To reinforce his point, he goes on to cite other regimes that the West does business with, such as the Chinese government and Saudi Arabia, which he calls: “One of the most grotesque despotisms ever to feature on the face of the Earth.”

In the end, on this issue, as with a number of others, I find myself agreeing with him, but I then remember that we are yet to cover the issue of drugs, the very topic on which Hitchens came to debate at Sussex soon after this interview took place in April 2016.

Hitchens’ main argument is that, as a result of the 1971 Misuse of Drugs Act, which he argues, “Has been repeatedly revised… to make it weaker and weaker”, there has been a proliferation in drug use and therefore the popular argument about the so-called ‘war on drugs’ having failed is a fatuous one; there has been no war.

I ask if he thinks that at least some of the problems which drugs bring to bear on society have some root in the fact that their production and sale is controlled by criminals.

Hitchens is unequivocal in his answer, “No, I can’t think of a single one in which that is the case,” he says.

I argue that numerous elements of organised crime are surely funded by the proceeds from the sale of drugs.

“Well that may be well,” he responds, “but that’s because rich selfish morons in the West contribute the money for it [organised crime], by buying illegal substances and they get away with it.

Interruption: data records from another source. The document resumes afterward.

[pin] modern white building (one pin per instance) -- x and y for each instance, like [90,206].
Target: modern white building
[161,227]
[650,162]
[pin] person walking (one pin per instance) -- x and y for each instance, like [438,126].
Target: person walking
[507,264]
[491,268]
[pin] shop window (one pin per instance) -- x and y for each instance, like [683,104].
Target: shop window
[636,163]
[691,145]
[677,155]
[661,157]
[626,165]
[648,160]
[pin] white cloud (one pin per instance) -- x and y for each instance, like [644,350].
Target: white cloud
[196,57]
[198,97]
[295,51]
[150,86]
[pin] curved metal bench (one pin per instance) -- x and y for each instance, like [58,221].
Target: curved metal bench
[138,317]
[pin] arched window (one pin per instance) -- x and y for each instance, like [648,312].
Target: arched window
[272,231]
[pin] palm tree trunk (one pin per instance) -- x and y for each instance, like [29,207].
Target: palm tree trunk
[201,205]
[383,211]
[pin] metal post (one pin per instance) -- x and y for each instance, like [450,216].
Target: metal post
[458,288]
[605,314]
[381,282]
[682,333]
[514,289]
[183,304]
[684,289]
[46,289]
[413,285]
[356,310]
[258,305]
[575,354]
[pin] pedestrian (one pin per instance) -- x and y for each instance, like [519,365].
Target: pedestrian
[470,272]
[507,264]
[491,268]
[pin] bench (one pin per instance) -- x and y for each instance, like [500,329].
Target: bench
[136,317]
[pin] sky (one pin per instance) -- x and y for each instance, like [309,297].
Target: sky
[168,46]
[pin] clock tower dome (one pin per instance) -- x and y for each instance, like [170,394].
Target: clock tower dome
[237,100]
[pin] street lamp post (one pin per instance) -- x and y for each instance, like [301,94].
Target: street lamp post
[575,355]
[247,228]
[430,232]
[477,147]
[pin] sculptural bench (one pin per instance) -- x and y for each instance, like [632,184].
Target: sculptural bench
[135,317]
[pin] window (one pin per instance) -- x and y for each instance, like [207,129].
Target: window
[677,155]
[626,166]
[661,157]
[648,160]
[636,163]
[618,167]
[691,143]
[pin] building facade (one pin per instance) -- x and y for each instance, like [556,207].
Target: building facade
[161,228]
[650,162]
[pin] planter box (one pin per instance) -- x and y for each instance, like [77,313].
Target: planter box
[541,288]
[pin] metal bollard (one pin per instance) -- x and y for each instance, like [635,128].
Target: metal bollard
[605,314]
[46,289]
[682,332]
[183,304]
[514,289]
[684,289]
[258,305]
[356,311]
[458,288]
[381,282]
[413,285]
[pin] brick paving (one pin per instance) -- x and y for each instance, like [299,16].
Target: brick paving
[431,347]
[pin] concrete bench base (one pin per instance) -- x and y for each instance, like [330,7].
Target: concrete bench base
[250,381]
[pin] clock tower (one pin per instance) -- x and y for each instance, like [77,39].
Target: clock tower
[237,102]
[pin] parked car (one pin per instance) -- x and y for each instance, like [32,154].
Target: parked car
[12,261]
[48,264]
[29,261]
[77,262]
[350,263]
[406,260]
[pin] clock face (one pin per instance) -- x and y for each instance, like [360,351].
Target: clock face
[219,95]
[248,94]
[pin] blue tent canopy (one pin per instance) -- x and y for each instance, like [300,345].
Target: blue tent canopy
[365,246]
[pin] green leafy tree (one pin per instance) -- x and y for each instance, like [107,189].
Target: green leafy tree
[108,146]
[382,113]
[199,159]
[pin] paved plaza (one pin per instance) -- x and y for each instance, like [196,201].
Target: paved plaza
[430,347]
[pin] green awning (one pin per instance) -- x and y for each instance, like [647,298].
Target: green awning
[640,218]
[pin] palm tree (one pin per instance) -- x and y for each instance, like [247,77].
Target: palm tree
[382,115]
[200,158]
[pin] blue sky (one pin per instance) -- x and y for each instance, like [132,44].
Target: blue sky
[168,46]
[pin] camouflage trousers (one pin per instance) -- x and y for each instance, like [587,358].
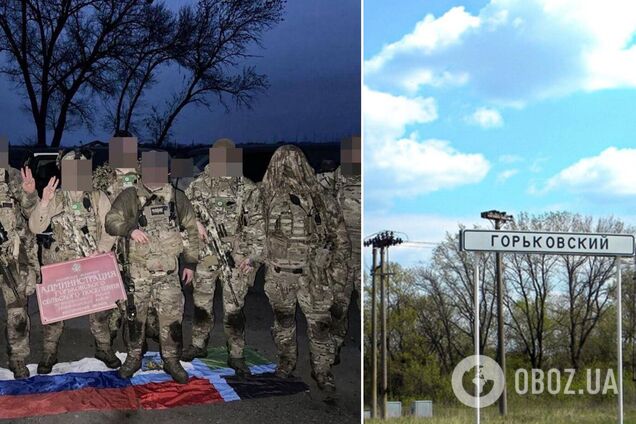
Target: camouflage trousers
[342,286]
[163,294]
[233,303]
[310,290]
[18,322]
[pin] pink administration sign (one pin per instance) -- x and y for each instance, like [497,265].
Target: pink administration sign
[79,287]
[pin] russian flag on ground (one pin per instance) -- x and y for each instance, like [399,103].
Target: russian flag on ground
[88,385]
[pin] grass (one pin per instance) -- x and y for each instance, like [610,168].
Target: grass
[531,411]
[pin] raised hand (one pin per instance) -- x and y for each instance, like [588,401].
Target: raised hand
[28,182]
[49,191]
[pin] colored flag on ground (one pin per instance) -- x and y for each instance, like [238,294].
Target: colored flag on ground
[88,385]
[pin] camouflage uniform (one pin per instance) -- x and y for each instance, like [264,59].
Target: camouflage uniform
[65,212]
[344,276]
[304,233]
[114,182]
[20,249]
[154,266]
[222,199]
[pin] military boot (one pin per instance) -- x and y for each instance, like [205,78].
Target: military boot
[130,366]
[336,360]
[285,368]
[46,364]
[191,352]
[239,366]
[173,367]
[19,369]
[325,381]
[108,357]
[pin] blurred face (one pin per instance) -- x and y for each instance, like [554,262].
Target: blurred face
[226,162]
[181,168]
[4,152]
[154,169]
[77,175]
[122,152]
[350,156]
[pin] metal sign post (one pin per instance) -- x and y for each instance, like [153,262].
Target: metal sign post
[619,339]
[554,243]
[477,340]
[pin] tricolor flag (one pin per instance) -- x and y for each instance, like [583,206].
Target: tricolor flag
[88,385]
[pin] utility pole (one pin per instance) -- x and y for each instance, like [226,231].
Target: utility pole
[382,241]
[374,339]
[499,218]
[633,324]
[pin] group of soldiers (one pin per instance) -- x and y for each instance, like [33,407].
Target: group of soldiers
[303,227]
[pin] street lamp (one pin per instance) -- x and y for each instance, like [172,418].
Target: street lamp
[499,218]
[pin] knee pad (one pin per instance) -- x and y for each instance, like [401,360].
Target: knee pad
[285,318]
[200,315]
[175,331]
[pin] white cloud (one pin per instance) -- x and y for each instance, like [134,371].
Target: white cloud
[429,35]
[402,164]
[504,176]
[515,51]
[434,163]
[611,173]
[510,159]
[387,116]
[430,228]
[486,118]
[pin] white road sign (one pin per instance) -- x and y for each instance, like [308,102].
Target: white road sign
[547,243]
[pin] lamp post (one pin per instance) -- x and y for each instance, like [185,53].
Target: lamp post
[380,241]
[499,218]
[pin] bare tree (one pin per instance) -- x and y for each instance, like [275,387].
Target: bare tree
[62,51]
[436,319]
[220,32]
[587,284]
[455,270]
[156,40]
[530,281]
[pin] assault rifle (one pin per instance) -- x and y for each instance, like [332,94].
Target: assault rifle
[5,269]
[218,248]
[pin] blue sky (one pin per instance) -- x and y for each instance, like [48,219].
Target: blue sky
[516,105]
[312,60]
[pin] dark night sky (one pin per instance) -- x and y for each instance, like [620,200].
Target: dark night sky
[312,60]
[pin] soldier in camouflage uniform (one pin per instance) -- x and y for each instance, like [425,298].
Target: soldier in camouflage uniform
[18,197]
[76,218]
[150,217]
[220,196]
[304,234]
[344,185]
[119,173]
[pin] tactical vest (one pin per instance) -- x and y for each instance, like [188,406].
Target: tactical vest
[293,232]
[77,218]
[161,254]
[222,199]
[9,216]
[121,183]
[348,189]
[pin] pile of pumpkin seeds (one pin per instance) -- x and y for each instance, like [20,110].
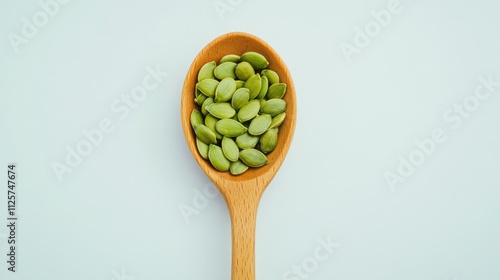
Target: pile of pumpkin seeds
[241,108]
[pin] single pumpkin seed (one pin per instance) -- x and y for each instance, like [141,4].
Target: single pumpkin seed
[277,90]
[221,110]
[271,76]
[273,106]
[202,148]
[225,70]
[264,87]
[249,111]
[230,149]
[205,134]
[207,71]
[260,124]
[257,60]
[210,122]
[277,120]
[225,90]
[230,58]
[244,70]
[245,141]
[217,158]
[253,84]
[269,140]
[253,157]
[230,128]
[240,98]
[237,167]
[196,118]
[207,87]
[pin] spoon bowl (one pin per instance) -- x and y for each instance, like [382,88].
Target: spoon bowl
[242,193]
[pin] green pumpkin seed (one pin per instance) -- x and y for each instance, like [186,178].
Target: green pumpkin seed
[240,98]
[225,90]
[249,111]
[260,124]
[277,90]
[230,149]
[225,70]
[230,58]
[207,71]
[271,76]
[253,84]
[257,60]
[217,158]
[210,122]
[202,148]
[205,134]
[264,87]
[278,120]
[196,118]
[207,87]
[221,110]
[205,104]
[269,140]
[230,128]
[253,157]
[245,141]
[244,70]
[273,107]
[237,167]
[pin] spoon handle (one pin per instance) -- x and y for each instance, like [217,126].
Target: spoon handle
[242,207]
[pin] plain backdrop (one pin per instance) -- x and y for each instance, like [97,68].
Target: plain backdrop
[137,206]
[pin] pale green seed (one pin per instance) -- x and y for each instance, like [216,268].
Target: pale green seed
[225,70]
[257,60]
[202,148]
[253,157]
[205,104]
[277,90]
[237,167]
[205,134]
[271,76]
[230,128]
[196,118]
[230,58]
[260,124]
[207,87]
[207,71]
[269,140]
[245,141]
[230,149]
[240,98]
[244,70]
[217,158]
[210,122]
[278,120]
[253,84]
[249,111]
[225,90]
[221,110]
[264,87]
[273,107]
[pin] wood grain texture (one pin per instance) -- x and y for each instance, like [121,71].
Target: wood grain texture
[242,193]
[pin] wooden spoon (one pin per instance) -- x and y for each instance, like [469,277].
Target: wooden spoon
[242,193]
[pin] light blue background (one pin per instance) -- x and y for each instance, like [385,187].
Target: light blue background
[116,215]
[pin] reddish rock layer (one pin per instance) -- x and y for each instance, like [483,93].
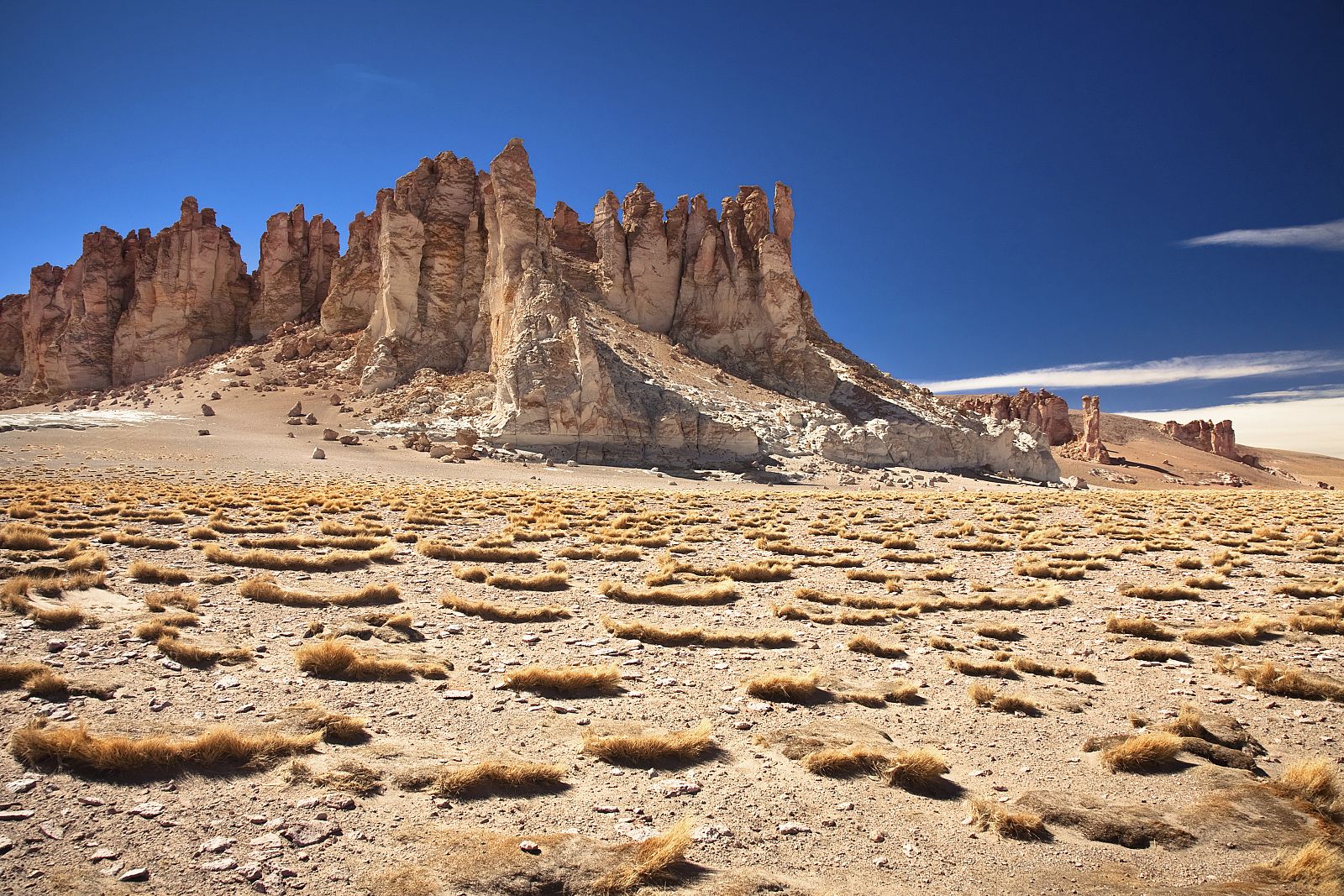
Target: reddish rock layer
[1042,410]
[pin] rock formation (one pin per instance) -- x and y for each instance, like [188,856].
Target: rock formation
[295,270]
[1092,449]
[11,333]
[649,335]
[459,271]
[1047,412]
[192,296]
[134,307]
[1206,436]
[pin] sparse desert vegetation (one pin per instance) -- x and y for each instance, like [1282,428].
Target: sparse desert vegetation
[891,647]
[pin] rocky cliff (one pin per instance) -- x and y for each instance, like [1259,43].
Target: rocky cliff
[132,308]
[648,335]
[1216,438]
[1045,411]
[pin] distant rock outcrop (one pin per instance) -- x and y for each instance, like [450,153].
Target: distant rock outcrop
[1090,448]
[1043,410]
[1216,438]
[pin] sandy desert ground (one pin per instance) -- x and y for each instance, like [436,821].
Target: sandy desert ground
[232,668]
[219,681]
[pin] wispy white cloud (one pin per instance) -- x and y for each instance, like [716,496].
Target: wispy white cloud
[1328,237]
[362,80]
[1296,425]
[1331,390]
[1173,369]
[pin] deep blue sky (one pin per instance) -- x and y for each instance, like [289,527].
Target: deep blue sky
[980,187]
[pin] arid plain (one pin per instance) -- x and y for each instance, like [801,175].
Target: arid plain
[380,673]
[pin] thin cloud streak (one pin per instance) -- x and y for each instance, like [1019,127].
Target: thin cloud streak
[1328,237]
[1304,425]
[363,81]
[1173,369]
[1331,390]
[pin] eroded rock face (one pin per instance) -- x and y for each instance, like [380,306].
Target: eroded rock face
[295,270]
[71,313]
[1216,438]
[134,307]
[460,271]
[1047,412]
[192,298]
[11,333]
[1092,449]
[651,335]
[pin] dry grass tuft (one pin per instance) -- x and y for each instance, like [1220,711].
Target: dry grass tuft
[1284,681]
[564,679]
[1160,653]
[1317,864]
[638,864]
[333,726]
[1037,668]
[974,668]
[444,551]
[495,774]
[476,574]
[501,613]
[999,631]
[37,745]
[654,748]
[24,537]
[1008,822]
[784,687]
[331,562]
[156,574]
[611,555]
[1149,752]
[543,582]
[194,654]
[846,762]
[702,594]
[13,595]
[1160,591]
[1250,629]
[1315,782]
[916,770]
[1140,627]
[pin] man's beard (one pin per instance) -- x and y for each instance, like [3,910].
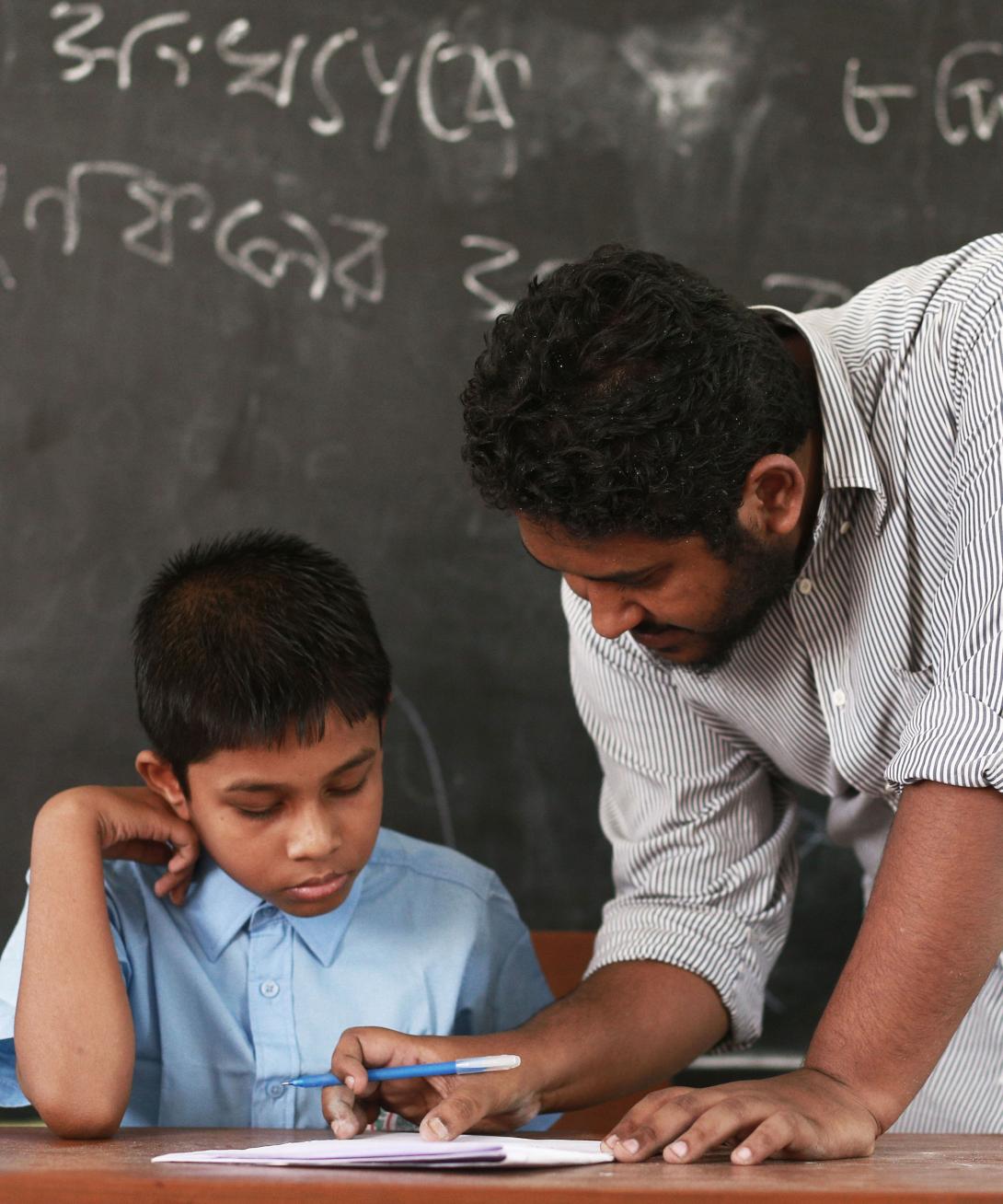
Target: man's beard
[759,577]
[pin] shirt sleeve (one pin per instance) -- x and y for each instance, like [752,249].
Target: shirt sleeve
[11,1095]
[701,831]
[504,984]
[955,734]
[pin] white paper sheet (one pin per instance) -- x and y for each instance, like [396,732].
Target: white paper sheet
[409,1150]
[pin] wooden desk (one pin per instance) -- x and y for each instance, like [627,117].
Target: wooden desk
[41,1169]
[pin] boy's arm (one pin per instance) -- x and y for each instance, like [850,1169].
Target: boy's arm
[74,1028]
[628,1026]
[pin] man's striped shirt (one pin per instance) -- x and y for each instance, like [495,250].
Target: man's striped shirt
[882,667]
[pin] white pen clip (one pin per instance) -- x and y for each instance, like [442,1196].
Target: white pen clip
[492,1062]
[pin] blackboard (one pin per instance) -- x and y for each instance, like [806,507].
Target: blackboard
[247,254]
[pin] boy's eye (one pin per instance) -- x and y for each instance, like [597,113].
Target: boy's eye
[259,813]
[348,788]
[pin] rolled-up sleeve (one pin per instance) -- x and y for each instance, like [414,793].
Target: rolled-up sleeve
[11,962]
[955,734]
[701,831]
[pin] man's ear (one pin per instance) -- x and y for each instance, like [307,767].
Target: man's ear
[161,779]
[773,496]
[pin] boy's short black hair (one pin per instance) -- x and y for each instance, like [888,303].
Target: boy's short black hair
[628,394]
[238,637]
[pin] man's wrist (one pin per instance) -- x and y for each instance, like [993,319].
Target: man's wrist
[882,1103]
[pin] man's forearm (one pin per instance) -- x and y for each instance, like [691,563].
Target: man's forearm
[625,1028]
[74,1029]
[932,931]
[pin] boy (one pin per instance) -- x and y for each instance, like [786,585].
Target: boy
[262,687]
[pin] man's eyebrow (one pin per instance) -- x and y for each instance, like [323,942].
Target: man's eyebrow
[257,786]
[625,578]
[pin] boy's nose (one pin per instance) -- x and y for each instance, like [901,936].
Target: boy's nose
[315,836]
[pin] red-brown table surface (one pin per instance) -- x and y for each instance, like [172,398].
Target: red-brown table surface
[36,1168]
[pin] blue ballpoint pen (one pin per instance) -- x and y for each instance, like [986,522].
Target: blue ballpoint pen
[425,1071]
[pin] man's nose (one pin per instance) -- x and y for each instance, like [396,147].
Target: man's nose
[316,833]
[613,612]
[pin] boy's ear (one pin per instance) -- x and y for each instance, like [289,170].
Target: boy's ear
[161,779]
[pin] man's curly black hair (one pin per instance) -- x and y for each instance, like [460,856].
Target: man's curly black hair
[628,394]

“There are plenty of legal substances, particularly alcohol and tobacco, which have incited a huge amount of illegal criminal activity, and drugs would be the same if they were legalised… So the idea that legalising it will remove crime from it is fatuous and wrong.”

On this basis, I ask if he therefore thinks that tougher penalties will deter people from purchasing and using illegal drugs.

“It’s not about much tougher penalties,” he says.

“It’s about having penalties which people can expect to undergo.”

He argues that people would stop smoking cannabis if, for example, a first offence was made the occasion for a genuine police caution, with any subsequent offence resulting in a prison sentence.

Alongside this, Hitchens says that the police would do well to do what they do with other crimes, and make substantial use of informers.

“If you could reasonably assume that at least one drug dealer in three was certain to be an informer then you would be more careful about what you did wouldn’t you?”

It’s on this note that I begin to bring the interview to an end, we’ve talked for nearly an hour, and I find that his tone changes from the occasionally contemptuous-sounding to very friendly and pleasant.

He goes as far as assuring me that “this is how I argue”, and “if people make an assertion to me I will say, what’s your basis for that?”

Despite the fact that at times I felt like curling up into a little ball, my ideas and beliefs have been challenged, and I hang up the phone feeling almost embarrassed by my performance; hence why I kept the transcript of this interview hidden away for five months.

I remain extremely uncomfortable with the idea of capital punishment, and can’t see myself advocating it, but the logic does appear to be quite sound.

Hitchens isn’t popular amongst the liberal left, nor among most students or most ‘mainstream’ politicians, but that’s because he challenges conventional wisdom, as marginalised figures have done throughout history.

He was a minority voice on Iraq and the politically popular policy of liberal interventionism, and has been vindicated both fronts.

Very often, time proves writers such as Hitchens to have far more validity in their views than their angry critics give them credit for, and on Iraq and numerous other issues, he deserves praise for unashamedly having firmly held views which fly in the face of ‘popular’ opinion.